Gaussian Ensemble Belief Propagation
A method which improves our ability to solve important tricky problems, such as whether your house will flood tomorrow based on what the satellite says today
April 15, 2024 — December 5, 2024
Assumed audience:
Interested laypeople, working statisticians, maybe ML people
We recently released a paper on a method called GEnBP (MacKinlay et al. 2024). GEnBP was an unexpected discovery: we were working on exotic methods for solving some important complicated geospatial problems (see below) and discovered an unusual but simple method that ended up outperforming our complex initial approach and existing solutions.
This is useful not just because we like being the best. 😉 Geospatial problems are crucial for our future on this planet.

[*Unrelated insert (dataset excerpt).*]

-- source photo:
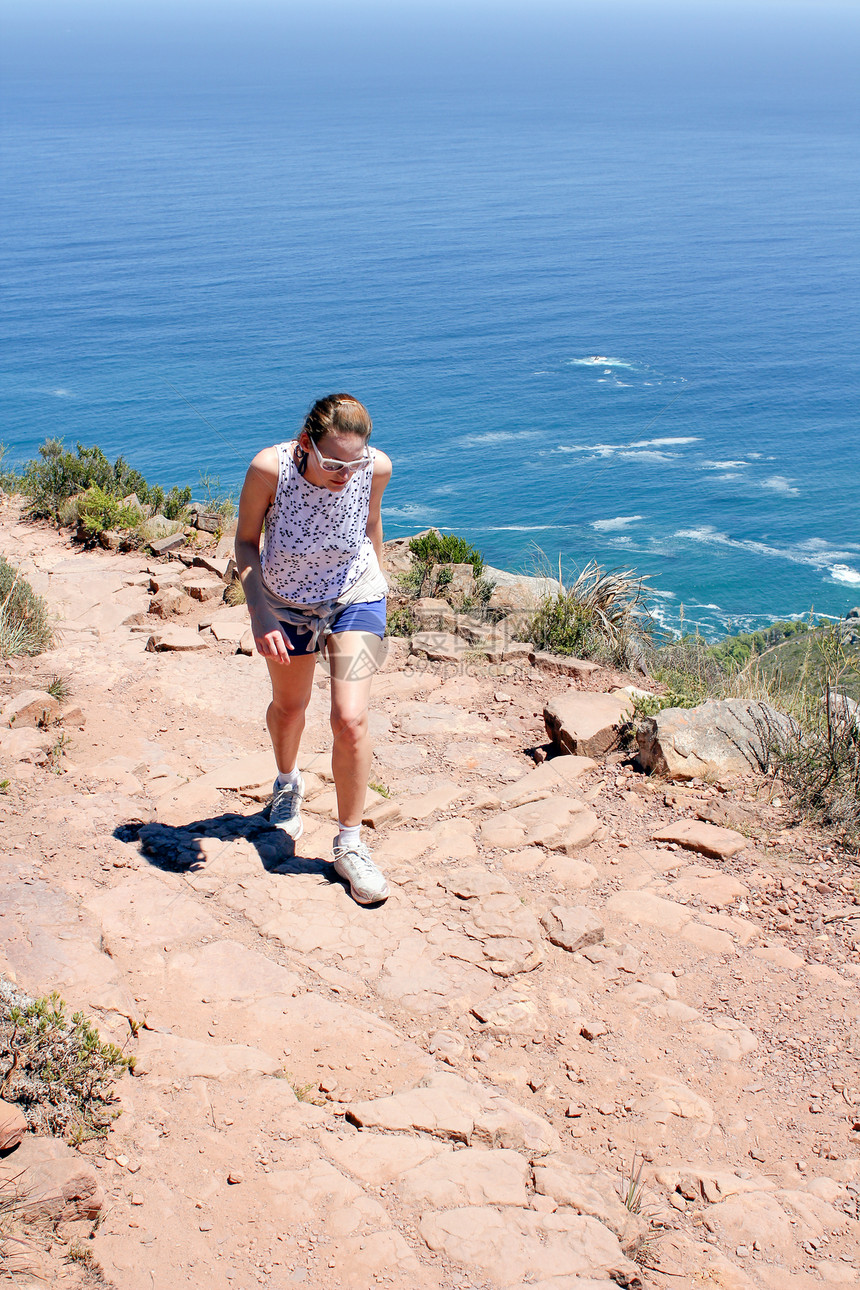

Many people, even inside the worlds of statistics, may not realize the difficulties of solving such problems. I’m excited about our findings, and here I’ll explain both the difficulties and our solution.
1 The problems we want to solve
In statistical terms, our target problems are
- high-dimensional
- noisy
- defined by a complicated physics models
- hierarchical, and
- at massive scale.
An example of why we care about such problems is that they pop up naturally in modern science, e.g. Figure 2. That diagram is a simplified representation of what scientists want to do when trying to use lots of different kinds of data to understand something big, in the form of a graphical model. In this case, it is a graphical model of the ocean and the atmosphere, the kind of thing we need to do when we are modelling the planetary climate. An arrow \(X \rightarrow Y\) means (more or less) “\(X\) causes \(Y\)” or “\(X\) influences \(Y\)”. We can read off the diagram things like “The state of the ocean on day 3 influences the state of the ocean on day 4 and also the state of the atmosphere on day 4”. We also know that we have some information about the state of the ocean on that day because it is recorded in a satellite photo, and some information about the atmosphere that same day from radar observations.
Now the question is: how can we put all this information together? If I know some stuff about the ocean on day 3, how much do I know about it on day 4? How much can I use my satellite images to update my information about the ocean? How much does that satellite photo actually tell me?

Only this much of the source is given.